Over 2020 and 2021 the foundation contributed a total of $450,000 to the RRP, $350,000 of which went to grants and $100,000 to administration, including free business consulting on pivot strategies and federal/state resources, and contractors to operate the grant program and manage grant review teams across 10 counties.

Now, the foundation is stepping in again, through a $100,000 lead grant for Phase 2 of the RRP. The money will help provide mini-grants to pay for professional services and technical assistance like free business coaching, grant-writing support, marketing plans, and access to online videos and content focused on money, management and marketing.

“The Consumers Energy Foundation’s generosity is carving a path for Venture North resources to help small businesses” just as in the RRP’s first phase, said Venture North President Laura Galbraith.

A Whole New Light for Helping Those Most in Need

She said a primary emphasis of RRP Phase 2 will be underserved populations: Minority or low-income individuals who own businesses, or businesses located in low-income communities.

Venture North hopes to pinpoint businesses in areas of economic distress and those owned by underrepresented populations, “zero in” on needs and provide help. RRP Phase II, through grants, loans and technical assistance, will focus on tangible growth and demonstrable progress for small businesses and the communities in which they are located.

A pilot research project in Emmet County could form a template to help delineate businesses in need throughout Venture North’s service territory. A $9,500 grant to Venture North from the Petoskey-Harbor Springs Area Community Foundation is funding an analyst to define areas of Emmet that are economically challenged and identify target businesses that may not have access to financial capital.

“After we learn from that pilot, the hope is that we can replicate it” in the other nine counties, Galbraith said.

Connecting Philanthropy with Small Business Success

As a nonprofit and a federally certified Community Development Financial Institution, Venture North is a mission-driven organization that can be a unique avenue for philanthropy to impact economic development, she said.

Bloodworth said that from Venture North’s early days, “it’s tremendous to see how much the organization has grown and accomplished, and I believe a lot of the credit goes to the leadership, the staff and the board, on seeing what’s important and what is needed, to address the needs of the region.”

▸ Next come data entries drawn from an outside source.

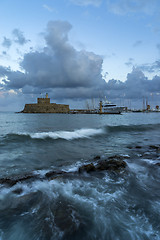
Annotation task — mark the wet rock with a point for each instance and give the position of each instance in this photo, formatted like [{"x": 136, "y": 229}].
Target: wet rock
[
  {"x": 156, "y": 147},
  {"x": 112, "y": 165},
  {"x": 87, "y": 168},
  {"x": 157, "y": 164},
  {"x": 97, "y": 157},
  {"x": 13, "y": 180},
  {"x": 53, "y": 174}
]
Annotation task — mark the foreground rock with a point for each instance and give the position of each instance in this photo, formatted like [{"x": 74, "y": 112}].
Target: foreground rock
[
  {"x": 113, "y": 163},
  {"x": 110, "y": 165}
]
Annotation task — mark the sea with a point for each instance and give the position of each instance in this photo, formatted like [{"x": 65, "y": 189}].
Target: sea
[{"x": 44, "y": 196}]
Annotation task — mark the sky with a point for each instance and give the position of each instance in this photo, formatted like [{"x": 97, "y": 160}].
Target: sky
[{"x": 79, "y": 51}]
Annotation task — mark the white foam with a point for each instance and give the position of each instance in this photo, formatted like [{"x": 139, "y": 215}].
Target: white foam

Added DeYoung: “Our support of Venture North is really tied to the mission of the organization to support small businesses across the ten counties they cover,” impacting business owners and their employees. That includes the organization’s work over the last two years, for which he said Venture North and its staff “should be recognized as a statewide leader.

“The engagement with small businesses and impact to communities is aspirational and really exciting to see how successful outcomes have been. Laura runs a strong organization that has made a strong impact on the ten-county region.”

Bloodworth said that with Consumers’ latest contribution, she hopes others will follow suit in giving. “I think one of the best parts of this investment we have made in Venture North, is the partnership with so many other funders who share in our desire to see the region succeed,” she said.

“I think one of the assets northern Michigan has is the power of partnership and the power of collaboration. I just don’t think it can be understated.”


Amy Lane is a veteran Michigan business reporter whose background includes work with Crain Communications Inc., Crain’s Detroit Business and serving as Capitol correspondent for nearly 25 years. Now a freelance reporter and journalist, Lane’s work has appeared in many publications including Traverse City Business News.